Самозванец. Кровавая месть - Станислав Росовецкий 13 стр.


Пан Ганнибал вдруг осознал, что Джигит идет шагом. Конечно же, лошади устали, но что поделаешь. Бывший ротмистр обернулся к подчиненным и гаркнул:

— Рысью, пся крев!

И Джигит под паном Ганнибалом пошевелил ушами и, не дожидаясь особого для себя приглашения, принялся подбрасывать хозяина в тяжелой рыси. Совершенно не узнавал местность пан Ганнибал и не мог вспомнить, тут ли они проезжали. Нагнулся к проселку: да, есть свежие следы колес и копыт. А вот и развилка. Как ни жаль, она, несомненно, та же самая, на которой он велел в прошлый раз Мамату повернуть влево. И следы влево поворачивают. Ладно, уж тем развилка поможет, что на ней легче перестроиться.

— Стой! — И, выждав немного, пан Ганнибал и сам натянул поводья. — Пане Мамат! Ко мне, проше пана. И ты, Тимош! Ты же, святой отец, держись лучше за повозкой. Теперь главная опасность впереди.

Отдав распоряжение Мамату, повернулся к Тимошу:

— А ты, старый мой слуга, оставь Бычаре свой самопал, а себе достань из повозки арбалет. И чтобы ехал со взведенным и со стрелой на ложе. На полшага за мной. Пуля из мушкета лесного затейника не остановила — ладно! Посмотрим, что он скажет на хорошую тяжелую стрелу, каковая и панцирь пробивает.

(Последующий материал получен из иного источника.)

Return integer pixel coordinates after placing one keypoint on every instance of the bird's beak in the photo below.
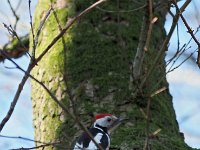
(116, 123)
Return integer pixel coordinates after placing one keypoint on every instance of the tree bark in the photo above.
(93, 63)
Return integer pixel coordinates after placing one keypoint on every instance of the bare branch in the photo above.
(190, 31)
(166, 41)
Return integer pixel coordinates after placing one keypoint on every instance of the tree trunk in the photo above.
(93, 61)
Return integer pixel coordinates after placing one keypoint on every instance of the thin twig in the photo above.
(190, 31)
(164, 45)
(14, 13)
(32, 65)
(32, 31)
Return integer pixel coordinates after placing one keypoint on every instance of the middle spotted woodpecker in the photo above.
(100, 131)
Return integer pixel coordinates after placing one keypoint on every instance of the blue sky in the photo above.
(184, 84)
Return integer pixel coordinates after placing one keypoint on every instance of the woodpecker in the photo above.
(100, 131)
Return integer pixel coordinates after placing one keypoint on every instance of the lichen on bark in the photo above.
(93, 61)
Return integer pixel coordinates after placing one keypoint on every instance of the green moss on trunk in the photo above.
(93, 61)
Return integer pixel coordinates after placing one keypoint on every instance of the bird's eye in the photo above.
(109, 119)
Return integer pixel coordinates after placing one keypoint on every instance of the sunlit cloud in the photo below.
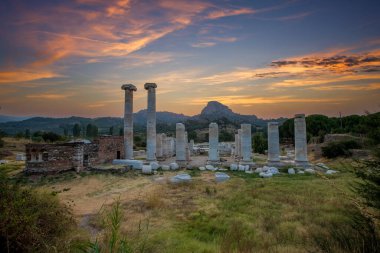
(50, 96)
(203, 44)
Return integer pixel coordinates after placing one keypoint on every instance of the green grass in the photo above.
(286, 213)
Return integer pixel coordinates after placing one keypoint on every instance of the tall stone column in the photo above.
(213, 154)
(273, 143)
(180, 145)
(128, 120)
(246, 143)
(300, 140)
(187, 147)
(159, 146)
(240, 146)
(151, 122)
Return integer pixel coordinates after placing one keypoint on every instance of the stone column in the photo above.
(236, 146)
(246, 143)
(180, 144)
(300, 140)
(128, 120)
(273, 143)
(159, 146)
(213, 141)
(187, 147)
(78, 157)
(191, 147)
(240, 146)
(151, 122)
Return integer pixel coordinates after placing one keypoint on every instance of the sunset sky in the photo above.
(268, 58)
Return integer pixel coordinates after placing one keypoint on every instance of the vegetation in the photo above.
(342, 148)
(77, 129)
(260, 143)
(31, 221)
(319, 125)
(91, 131)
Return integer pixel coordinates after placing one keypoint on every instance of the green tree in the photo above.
(260, 143)
(27, 134)
(77, 130)
(91, 131)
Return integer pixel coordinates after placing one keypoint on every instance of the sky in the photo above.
(269, 58)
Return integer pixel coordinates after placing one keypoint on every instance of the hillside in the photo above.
(213, 111)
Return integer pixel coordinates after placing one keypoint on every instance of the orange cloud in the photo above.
(24, 75)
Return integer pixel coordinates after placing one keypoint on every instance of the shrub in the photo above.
(31, 221)
(336, 149)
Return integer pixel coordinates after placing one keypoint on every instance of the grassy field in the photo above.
(286, 213)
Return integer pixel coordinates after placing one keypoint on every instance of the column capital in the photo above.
(129, 87)
(147, 86)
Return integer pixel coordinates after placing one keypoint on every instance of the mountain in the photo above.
(214, 111)
(7, 118)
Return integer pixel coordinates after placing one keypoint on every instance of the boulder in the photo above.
(154, 165)
(210, 167)
(174, 166)
(265, 174)
(330, 172)
(181, 178)
(311, 171)
(273, 170)
(135, 164)
(147, 169)
(221, 177)
(165, 167)
(233, 167)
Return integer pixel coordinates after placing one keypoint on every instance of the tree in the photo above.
(91, 131)
(27, 134)
(260, 143)
(77, 130)
(51, 137)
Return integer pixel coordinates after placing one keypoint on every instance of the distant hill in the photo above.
(214, 111)
(7, 118)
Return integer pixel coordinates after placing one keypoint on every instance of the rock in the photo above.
(221, 177)
(322, 165)
(174, 166)
(3, 161)
(258, 170)
(265, 174)
(330, 172)
(135, 164)
(233, 167)
(154, 165)
(210, 167)
(273, 170)
(165, 167)
(311, 171)
(181, 178)
(147, 169)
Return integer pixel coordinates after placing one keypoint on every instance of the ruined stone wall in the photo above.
(50, 158)
(108, 149)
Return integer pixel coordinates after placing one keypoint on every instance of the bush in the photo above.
(31, 221)
(336, 149)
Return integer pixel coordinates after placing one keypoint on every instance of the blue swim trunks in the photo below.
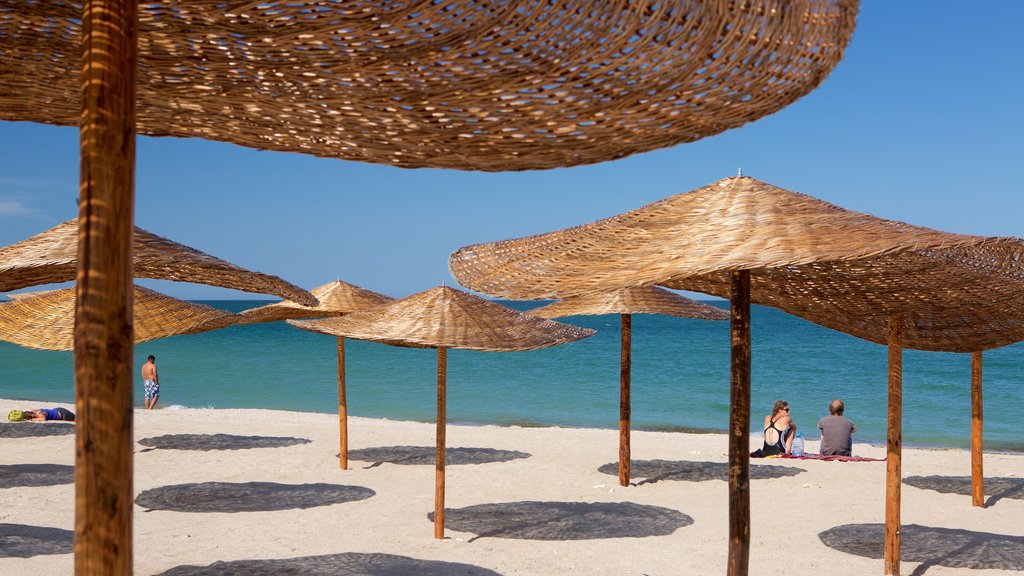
(152, 388)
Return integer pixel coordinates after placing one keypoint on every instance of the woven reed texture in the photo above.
(844, 270)
(52, 256)
(443, 317)
(643, 299)
(336, 298)
(456, 84)
(47, 321)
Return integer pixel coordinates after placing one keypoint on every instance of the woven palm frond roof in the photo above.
(46, 321)
(838, 268)
(453, 83)
(448, 318)
(336, 298)
(52, 255)
(641, 299)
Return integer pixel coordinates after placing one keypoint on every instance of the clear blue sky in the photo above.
(923, 122)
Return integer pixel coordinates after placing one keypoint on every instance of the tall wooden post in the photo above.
(977, 427)
(342, 406)
(624, 400)
(739, 425)
(103, 293)
(441, 422)
(894, 446)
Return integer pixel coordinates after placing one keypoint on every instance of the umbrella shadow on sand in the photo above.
(248, 497)
(997, 488)
(564, 521)
(19, 540)
(204, 442)
(35, 429)
(932, 546)
(424, 455)
(656, 470)
(349, 564)
(35, 476)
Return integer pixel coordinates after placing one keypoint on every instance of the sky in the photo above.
(923, 121)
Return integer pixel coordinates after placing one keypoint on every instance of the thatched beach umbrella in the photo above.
(51, 256)
(443, 318)
(502, 86)
(336, 298)
(884, 281)
(626, 302)
(46, 320)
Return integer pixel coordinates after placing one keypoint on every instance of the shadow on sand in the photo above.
(997, 488)
(205, 442)
(422, 455)
(31, 429)
(12, 476)
(564, 521)
(248, 497)
(933, 546)
(656, 470)
(348, 564)
(19, 540)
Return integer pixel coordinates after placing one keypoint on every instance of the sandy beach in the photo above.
(538, 502)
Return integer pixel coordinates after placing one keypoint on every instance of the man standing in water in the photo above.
(151, 381)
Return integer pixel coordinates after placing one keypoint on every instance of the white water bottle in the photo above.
(798, 445)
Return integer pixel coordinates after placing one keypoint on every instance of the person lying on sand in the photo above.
(42, 414)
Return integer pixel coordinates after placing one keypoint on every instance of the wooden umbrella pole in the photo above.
(342, 406)
(441, 422)
(894, 444)
(977, 427)
(624, 401)
(739, 425)
(103, 290)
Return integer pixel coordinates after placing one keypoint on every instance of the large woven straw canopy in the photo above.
(52, 255)
(46, 321)
(840, 269)
(458, 84)
(443, 317)
(640, 299)
(336, 298)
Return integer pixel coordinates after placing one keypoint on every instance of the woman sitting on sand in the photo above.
(42, 414)
(779, 430)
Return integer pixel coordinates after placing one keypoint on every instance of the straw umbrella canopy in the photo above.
(884, 281)
(443, 318)
(46, 320)
(336, 298)
(51, 256)
(504, 86)
(626, 302)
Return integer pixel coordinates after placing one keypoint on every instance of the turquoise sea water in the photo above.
(680, 378)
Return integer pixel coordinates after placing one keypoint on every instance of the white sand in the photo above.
(788, 512)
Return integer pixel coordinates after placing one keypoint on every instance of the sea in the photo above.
(680, 378)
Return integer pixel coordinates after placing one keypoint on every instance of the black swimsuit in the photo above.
(779, 446)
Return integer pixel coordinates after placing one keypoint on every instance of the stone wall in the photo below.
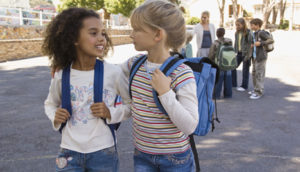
(24, 42)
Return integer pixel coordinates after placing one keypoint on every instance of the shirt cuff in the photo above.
(167, 95)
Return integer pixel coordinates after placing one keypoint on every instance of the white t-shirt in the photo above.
(83, 132)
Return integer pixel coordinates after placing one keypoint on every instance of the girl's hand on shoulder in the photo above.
(257, 43)
(160, 82)
(61, 116)
(100, 110)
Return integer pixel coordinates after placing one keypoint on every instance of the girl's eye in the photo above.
(94, 33)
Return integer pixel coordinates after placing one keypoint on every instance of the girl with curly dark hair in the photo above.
(74, 40)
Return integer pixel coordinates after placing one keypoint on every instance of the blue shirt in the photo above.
(206, 41)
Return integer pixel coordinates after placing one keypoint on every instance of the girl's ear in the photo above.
(159, 35)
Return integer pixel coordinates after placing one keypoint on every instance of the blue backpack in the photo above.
(205, 72)
(98, 91)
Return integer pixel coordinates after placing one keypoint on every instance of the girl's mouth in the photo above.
(100, 47)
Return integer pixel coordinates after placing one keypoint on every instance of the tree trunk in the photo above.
(268, 7)
(282, 7)
(275, 13)
(234, 9)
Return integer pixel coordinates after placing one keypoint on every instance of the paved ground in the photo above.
(254, 135)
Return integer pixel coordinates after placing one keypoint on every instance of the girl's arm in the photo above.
(53, 101)
(182, 106)
(122, 110)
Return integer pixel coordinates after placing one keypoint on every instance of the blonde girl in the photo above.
(161, 141)
(205, 35)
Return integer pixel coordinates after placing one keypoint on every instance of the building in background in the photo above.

Тимош побледнел. На его месте любой бы испугался. Что ж, на войне как на войне! Казаки тем временем справляли малую нужду, не покидая седел, а конюх Корыто для этого встал на повозке, из вежливости повернувшись к своему пану спиною. Глядя на людей, и Джигит под паном Ганнибалом последовал их примеру. Бывший ротмистр усмехнулся и потрепал коня по холке.

Как только отряд был готов, пан Ганнибал поднял правую руку, а левой рукой натянул правый повод, посылая Джигита на дорогу, уходящую вправо.

— Рысью!

Долгое время (а над головою все то же бессолнечное и безоблачное, серебристое какое-то небо) ничего на этом проселке не происходило. Пан Ганнибал отвлекся на размышления о свободе воли, которые завели его в столь глубокие дебри мудрствования, что пожалел он:

зачем отправил от себя в более безопасное место отца Игнация? И в самом деле, выбор пути на развилке очень был похож на выбор в игре в кости, тот самый, роковой, когда поставил он на кон свое имение. Или — или. Тогда он стоял на рубеже между спокойной обеспеченной жизнью для себя и своей семьи (богатством это не назовешь) и позорной нищетой. Теперь, возможно, только что выбрал между жизнью и смертью. Своей собственной смерти он не придавал сейчас такого уж большого значения. Во-первых, достаточно пожил уже на свете, пора и честь знать. Во-вторых, все чаще приходило ему в голову, что смерть в бою есть освобождение от кровавых трудов и хлопот похода, а также и от мучительной старости, которая светит ему, если повезет и он вернется из Московии с богатой добычей.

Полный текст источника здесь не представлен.